Al quesito iniziale circa la sussistenza del rapporto inscindibile deve, dunque, darsi risposta positiva, in base all'esegesi e alla ratio della disciplina dettata dall'art. 250 c.c., dato che se ne deve inferire un principio generale, valevole a disciplinare in modo necessariamente simmetrico ed omologo le posizioni soggettive genitoriali, in modo che possano valutarsi con i medesimi parametri tutte le ipotesi in cui si controverta della genitorialità, non essendovi motivo alcuno di differenziare la tutela, e di conseguenza la platea dei contraddittori necessari dal lato passivo, nei casi di impugnazione del riconoscimento ai sensi dell'art. 263 c.c..

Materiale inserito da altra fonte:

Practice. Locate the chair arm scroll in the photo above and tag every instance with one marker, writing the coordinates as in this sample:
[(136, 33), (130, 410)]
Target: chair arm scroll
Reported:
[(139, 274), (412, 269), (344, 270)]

6. I rimanenti due motivi devono ritenersi assorbiti dall'accoglimento del primo e dalla conseguente necessità di rimettere le parti, ai sensi dell'art. 383 c.p.c., comma 3, davanti al giudice di primo grado (Cass. 19790 del 2014) perchè si provveda all'integrale rinnovazione del giudizio con la costituzione completa del contraddittorio, da realizzarsi mediante la citazione della madre del minore, C.L..

 

P.Q.M.

accoglie il primo motivo di ricorso, assorbiti gli altri. Cassa la sentenza impugnata ai sensi dell'art. 383 c.p.c., comma 3, e rimette la composizione anche per le spese del giudizio di Cassazione.

Omissione dei dati in caso di diffusione dell'ordinanza.

Così deciso in Roma, nella Camera di Consiglio della Sezione Prima Civile, il 4 febbraio 2019.